The method for extracting catecholamine and metabolites thereof in blood plasma and urine is a solid phase extraction method (SPE), but the extraction process by the SPE is long in time consumption and complex in operation. And catecholamine and its metabolite substance stability is relatively poor, degrade fast in the room temperature environment, so in extracting plasma, in the course of catecholamine in urine, need to finish extracting fast, carry on LC-MS/MS detects, avoid the puzzlement that causes unable detection or detection result abnormality because of the substance degradation.
According to the search of the prior patent literature, CN113720939A provides a kit for automatically and quantitatively measuring 6 catecholamines in plasma by a magnetic bead method, which is mainly used for detecting catecholamines, but the pretreatment is complex and takes a long time, water bath at 58 ℃ is needed for more than 20 minutes, the combination time of the magnetic beads and a binding solution is needed for 7-10 minutes, the whole process takes a long time, unstable catecholamines are easy to degrade, the detection result is inconsistent with the actual result, and meanwhile, an organic reagent is added into a plasma sample by the method, so that the sample is denatured, a small amount of protein precipitation occurs, and the method can only be used for a sample to be detected with high concentration. According to the invention, water bath treatment is not needed, the combination of the magnetic weak cation exchange adsorbent and catecholamine substances can be realized through oscillation treatment, and then the extraction of catecholamine in plasma or urine can be completed through leaching and eluting, and the whole extraction process can be completed within 10min, and the detection requirement can be met.
CN 109613144A discloses a method for detecting catecholamine hormone in human plasma, and the sample is subjected to protein precipitation, light-shielding and solid-phase extraction, then is detected, and has long time consumption and complex operation. The rapid detection of the sample cannot be achieved. The extraction of catecholamine substances in the sample can be completed within 10 min.
CN106442837a discloses a method for detecting catecholamines in plasma by liquid chromatography tandem mass spectrometry, however, only 3 substances are detected, and LC-MS/MS detection is performed after protein precipitation, light-shielding derivatization, pH adjustment and centrifugation, which is complicated in operation and takes a long time.

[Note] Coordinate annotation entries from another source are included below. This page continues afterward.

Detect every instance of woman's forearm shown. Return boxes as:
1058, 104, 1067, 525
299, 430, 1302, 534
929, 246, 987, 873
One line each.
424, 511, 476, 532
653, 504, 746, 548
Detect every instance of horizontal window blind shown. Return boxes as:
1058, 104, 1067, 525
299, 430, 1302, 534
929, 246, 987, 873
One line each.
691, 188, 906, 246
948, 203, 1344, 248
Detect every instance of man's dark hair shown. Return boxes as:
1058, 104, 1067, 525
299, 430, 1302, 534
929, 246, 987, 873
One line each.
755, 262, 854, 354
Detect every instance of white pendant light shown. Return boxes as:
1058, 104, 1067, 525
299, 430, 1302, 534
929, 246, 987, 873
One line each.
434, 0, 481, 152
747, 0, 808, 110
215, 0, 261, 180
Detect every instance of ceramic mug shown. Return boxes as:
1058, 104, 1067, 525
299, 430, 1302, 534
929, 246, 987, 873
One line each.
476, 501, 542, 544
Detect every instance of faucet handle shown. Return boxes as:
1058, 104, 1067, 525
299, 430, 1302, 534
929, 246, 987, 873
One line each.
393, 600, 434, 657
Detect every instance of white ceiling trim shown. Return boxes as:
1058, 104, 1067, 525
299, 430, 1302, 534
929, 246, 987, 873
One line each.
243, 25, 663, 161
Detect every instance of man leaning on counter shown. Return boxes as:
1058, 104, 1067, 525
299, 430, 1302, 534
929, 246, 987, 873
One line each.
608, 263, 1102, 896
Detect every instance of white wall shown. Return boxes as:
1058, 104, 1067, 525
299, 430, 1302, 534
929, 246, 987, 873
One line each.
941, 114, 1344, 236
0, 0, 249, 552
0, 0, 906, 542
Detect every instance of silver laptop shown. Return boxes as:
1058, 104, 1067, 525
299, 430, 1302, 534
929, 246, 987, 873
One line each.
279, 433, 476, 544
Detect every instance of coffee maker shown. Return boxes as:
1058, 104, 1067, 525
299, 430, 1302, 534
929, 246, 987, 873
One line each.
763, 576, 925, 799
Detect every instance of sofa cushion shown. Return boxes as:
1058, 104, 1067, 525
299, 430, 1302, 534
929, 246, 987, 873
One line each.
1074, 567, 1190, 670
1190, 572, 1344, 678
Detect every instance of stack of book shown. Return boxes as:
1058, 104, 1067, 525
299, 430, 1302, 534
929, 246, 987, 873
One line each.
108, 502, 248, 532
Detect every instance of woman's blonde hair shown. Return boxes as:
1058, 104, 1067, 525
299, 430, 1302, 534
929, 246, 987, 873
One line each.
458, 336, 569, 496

The invention can finish the extraction of 6 catecholamine substances within 10min without protein precipitation and pH adjustment.
Disclosure of Invention
The invention provides a method for rapidly extracting catecholamine based on a magnetic adsorbent aiming at the defects of the prior art. In particular, a method for extracting epinephrine (E), norepinephrine (NE), methoxyepinephrine (MN), dopamine (DA), methoxynorepinephrine (NMN) and 3-methoxytyramine (3-MT) from blood plasma and urine based on a magnetic adsorbent is provided. Then, sample separation is carried out through ultra-high performance liquid chromatography, and finally mass spectrum detection is carried out. The invention utilizes a magnetic weak cation exchange adsorbent, 6 series of 6 catecholamines with known concentrations and metabolites thereof standard substances and internal standard substances are extracted manually or through a full-automatic extractor, and finally detection is carried out through liquid chromatography tandem mass spectrometry, and a calibration curve is established, so that the concentrations of the 6 catecholamines and the metabolites thereof in human blood plasma and urine are calculated. The detection method can be used for non-diagnostic scientific research by rapidly extracting catecholamine and metabolites thereof from blood plasma and urine and also can be used for diagnosing and differentiating the neuroendocrine tumors from neural crest, such as pheochromocytoma, neuroblastoma, paraganglioma and other patients, and has very important significance in the development process, curative effect and prognosis evaluation of diseases, so that personalized diagnosis and treatment information is provided for the patients.
The invention aims at realizing the following technical scheme:
the invention provides a method for extracting catecholamine and metabolites thereof from a sample, which comprises the following steps:
s1, adding an activated magnetic weak cation exchange adsorbent into a sample to be tested, carrying out vibration treatment, and removing a solution;
s2, leaching the magnetic weak cation adsorbent obtained in the step S1, and removing leaching solution; adding eluent and vibrating.
As one embodiment of the present invention, the sample to be tested is an ex vivo human fluid sample, including human plasma and urine samples.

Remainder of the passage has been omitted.